Viscoelastic peridynamic method for the interface in the reinforced concrete

The peridynamic method has emerged as an invaluable tool for studying the cracking and failure mechanisms in reinforced concrete structures. Original peridynamic motion equations and parameters are derived based on the energy equations for homogeneous materials, which inadequately address the complex interactions at interfaces of heterogeneous materials. This study proposes a refined interaction model for material points in the interface region, grounded in the bond-slip mechanism of steel-to-concrete interfaces. An interface viscoelastic peridynamic method for reinforced concrete is developed by combining the previously proposed viscoelastic model. The micro-elastic parameters of the interface are determined by the energy density equivalence between peridynamics and continuum mechanics.
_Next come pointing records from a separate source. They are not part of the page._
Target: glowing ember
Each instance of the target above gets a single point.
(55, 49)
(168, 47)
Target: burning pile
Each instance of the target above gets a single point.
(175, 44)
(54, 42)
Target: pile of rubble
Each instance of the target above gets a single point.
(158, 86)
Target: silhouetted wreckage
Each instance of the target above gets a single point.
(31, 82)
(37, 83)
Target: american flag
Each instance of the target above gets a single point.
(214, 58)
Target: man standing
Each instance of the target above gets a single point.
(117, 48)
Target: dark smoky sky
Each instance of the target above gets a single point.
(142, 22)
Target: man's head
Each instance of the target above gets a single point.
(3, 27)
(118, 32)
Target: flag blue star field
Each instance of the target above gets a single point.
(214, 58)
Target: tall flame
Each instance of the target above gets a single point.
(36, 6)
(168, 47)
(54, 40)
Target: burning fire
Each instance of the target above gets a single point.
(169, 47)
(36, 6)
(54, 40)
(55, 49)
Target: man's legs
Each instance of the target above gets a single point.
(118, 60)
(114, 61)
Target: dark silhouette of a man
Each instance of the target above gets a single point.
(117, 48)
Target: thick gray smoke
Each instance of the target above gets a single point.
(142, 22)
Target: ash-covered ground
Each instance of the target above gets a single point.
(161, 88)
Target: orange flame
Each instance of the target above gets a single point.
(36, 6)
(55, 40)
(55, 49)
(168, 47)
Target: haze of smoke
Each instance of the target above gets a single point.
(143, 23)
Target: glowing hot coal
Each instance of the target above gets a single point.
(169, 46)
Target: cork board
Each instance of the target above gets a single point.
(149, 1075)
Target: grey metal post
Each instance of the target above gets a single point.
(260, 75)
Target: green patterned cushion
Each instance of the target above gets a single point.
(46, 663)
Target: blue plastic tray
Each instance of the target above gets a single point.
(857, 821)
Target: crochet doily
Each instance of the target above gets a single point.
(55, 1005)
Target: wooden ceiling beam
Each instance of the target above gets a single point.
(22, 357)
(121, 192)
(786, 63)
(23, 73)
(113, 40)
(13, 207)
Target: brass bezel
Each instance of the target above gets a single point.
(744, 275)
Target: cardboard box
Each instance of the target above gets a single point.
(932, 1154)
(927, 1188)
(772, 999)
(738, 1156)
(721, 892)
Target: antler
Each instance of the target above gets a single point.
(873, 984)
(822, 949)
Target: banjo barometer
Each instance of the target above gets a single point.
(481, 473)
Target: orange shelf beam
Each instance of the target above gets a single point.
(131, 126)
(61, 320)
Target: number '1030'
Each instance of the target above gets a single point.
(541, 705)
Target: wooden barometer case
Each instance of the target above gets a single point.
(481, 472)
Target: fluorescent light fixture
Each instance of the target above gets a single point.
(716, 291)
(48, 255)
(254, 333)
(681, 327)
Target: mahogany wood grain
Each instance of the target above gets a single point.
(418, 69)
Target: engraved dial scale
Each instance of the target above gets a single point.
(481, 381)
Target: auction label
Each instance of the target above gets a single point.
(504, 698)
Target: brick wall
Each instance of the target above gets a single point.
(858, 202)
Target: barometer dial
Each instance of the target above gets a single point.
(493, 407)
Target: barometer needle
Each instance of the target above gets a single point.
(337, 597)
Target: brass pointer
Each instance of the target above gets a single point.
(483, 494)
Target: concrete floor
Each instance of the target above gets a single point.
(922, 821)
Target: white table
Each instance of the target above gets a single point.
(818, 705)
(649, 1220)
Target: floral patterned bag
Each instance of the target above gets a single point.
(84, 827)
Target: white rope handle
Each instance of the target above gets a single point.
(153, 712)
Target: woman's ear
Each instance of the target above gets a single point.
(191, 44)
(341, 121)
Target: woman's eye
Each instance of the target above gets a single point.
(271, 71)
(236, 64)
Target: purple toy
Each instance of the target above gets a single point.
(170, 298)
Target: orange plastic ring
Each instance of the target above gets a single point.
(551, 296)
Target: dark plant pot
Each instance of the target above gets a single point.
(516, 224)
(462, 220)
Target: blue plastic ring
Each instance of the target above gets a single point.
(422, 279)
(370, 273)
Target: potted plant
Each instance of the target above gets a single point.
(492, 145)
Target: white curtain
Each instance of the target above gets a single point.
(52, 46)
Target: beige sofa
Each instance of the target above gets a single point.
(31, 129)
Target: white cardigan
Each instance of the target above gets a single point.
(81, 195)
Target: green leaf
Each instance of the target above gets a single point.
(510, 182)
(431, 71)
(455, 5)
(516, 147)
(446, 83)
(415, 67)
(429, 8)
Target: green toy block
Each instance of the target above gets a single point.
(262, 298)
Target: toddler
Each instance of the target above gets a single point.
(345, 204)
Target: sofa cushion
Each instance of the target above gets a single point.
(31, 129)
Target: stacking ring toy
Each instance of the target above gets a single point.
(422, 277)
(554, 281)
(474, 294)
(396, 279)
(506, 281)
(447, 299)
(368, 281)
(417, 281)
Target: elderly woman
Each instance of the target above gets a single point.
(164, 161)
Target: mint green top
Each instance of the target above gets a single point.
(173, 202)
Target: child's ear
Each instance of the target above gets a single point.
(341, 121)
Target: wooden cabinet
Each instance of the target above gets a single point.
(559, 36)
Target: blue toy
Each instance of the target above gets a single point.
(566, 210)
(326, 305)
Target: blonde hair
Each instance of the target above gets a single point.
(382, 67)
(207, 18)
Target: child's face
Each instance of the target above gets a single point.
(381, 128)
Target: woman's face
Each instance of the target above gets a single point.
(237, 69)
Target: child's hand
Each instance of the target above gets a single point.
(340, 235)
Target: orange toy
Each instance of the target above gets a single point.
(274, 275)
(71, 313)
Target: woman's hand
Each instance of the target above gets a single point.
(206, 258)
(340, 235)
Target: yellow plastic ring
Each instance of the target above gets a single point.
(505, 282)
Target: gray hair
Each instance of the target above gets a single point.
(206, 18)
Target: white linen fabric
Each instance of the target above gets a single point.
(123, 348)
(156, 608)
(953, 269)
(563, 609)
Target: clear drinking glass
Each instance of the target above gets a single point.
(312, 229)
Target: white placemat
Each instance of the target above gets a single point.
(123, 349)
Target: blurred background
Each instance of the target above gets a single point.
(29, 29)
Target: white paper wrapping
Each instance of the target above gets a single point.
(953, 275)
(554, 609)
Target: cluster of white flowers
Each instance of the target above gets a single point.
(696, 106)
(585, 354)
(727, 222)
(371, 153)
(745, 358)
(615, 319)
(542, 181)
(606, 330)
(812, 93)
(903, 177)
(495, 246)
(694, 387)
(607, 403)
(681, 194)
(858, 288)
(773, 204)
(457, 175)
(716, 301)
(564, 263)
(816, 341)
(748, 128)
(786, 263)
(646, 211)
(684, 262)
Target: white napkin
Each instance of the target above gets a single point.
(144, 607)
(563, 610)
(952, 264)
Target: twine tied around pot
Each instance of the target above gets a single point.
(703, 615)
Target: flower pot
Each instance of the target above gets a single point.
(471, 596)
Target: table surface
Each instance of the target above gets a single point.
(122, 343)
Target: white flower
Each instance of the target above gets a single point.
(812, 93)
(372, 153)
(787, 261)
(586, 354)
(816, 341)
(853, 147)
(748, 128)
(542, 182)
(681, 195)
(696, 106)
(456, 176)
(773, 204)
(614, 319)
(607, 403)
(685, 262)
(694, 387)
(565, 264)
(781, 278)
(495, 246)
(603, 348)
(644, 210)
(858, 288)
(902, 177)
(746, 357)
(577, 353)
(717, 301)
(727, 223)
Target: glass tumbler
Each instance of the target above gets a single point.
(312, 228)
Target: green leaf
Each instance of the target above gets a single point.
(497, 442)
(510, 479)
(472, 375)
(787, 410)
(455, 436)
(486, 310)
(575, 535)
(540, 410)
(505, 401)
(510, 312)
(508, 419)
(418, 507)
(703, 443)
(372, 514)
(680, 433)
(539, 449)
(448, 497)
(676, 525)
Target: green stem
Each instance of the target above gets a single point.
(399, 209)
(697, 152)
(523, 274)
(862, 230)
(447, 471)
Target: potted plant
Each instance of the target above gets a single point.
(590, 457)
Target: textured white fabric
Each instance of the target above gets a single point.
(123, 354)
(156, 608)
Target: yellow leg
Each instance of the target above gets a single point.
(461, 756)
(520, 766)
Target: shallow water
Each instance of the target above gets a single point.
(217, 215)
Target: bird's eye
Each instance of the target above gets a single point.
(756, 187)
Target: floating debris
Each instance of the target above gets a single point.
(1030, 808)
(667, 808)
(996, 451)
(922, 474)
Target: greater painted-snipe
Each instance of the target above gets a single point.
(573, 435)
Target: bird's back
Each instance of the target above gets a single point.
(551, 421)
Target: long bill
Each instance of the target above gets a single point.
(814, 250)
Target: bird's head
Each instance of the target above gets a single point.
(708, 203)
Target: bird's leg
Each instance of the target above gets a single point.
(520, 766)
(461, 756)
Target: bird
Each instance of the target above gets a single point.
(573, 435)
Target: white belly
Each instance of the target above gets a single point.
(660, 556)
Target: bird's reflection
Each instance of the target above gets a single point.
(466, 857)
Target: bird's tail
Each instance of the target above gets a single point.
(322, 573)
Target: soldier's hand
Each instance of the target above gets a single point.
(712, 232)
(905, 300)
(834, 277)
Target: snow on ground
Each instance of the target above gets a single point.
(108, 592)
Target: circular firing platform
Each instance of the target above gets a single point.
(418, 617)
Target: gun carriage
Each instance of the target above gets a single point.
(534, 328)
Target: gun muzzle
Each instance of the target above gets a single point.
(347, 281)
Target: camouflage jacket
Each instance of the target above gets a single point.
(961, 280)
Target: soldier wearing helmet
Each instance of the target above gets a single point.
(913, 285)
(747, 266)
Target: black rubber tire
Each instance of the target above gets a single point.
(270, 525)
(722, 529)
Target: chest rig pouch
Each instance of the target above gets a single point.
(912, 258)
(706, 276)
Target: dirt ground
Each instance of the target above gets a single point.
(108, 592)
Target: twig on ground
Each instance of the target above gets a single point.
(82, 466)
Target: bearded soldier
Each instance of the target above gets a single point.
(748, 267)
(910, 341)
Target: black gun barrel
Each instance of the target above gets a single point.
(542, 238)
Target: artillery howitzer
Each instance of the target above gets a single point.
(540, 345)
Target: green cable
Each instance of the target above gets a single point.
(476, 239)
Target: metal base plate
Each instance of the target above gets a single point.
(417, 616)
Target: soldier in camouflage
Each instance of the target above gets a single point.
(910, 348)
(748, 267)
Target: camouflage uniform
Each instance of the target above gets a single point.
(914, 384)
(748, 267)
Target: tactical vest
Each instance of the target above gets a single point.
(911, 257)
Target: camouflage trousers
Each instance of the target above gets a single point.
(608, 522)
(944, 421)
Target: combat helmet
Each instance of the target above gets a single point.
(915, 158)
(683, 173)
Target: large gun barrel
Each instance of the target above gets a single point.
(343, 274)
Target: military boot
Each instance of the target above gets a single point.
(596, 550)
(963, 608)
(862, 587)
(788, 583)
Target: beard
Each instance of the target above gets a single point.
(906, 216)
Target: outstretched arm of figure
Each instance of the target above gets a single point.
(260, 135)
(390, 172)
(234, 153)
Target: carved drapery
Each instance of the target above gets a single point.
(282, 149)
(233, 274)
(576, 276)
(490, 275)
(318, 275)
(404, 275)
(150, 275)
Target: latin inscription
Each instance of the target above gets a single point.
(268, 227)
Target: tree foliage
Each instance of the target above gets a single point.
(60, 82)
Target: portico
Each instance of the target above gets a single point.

The equivalence between the horizon radius and the confined wedge radius is rigorously established by analyzing the stress distribution in the concrete confined by steel ribs. The critical stretch constant is determined based on the peak stress of the interfacial bond-slip curve. Validation against pull-out tests on four groups of reinforced concrete specimens demonstrates the accuracy of the developed interface peridynamic method. Further numerical tests on reinforced concrete members under various conditions show that the proposed peridynamic method accurately captures the effects of rebar diameter, concrete strength, anchorage length, rib spacing, and loading rate on the bond behavior at the reinforced concrete interface.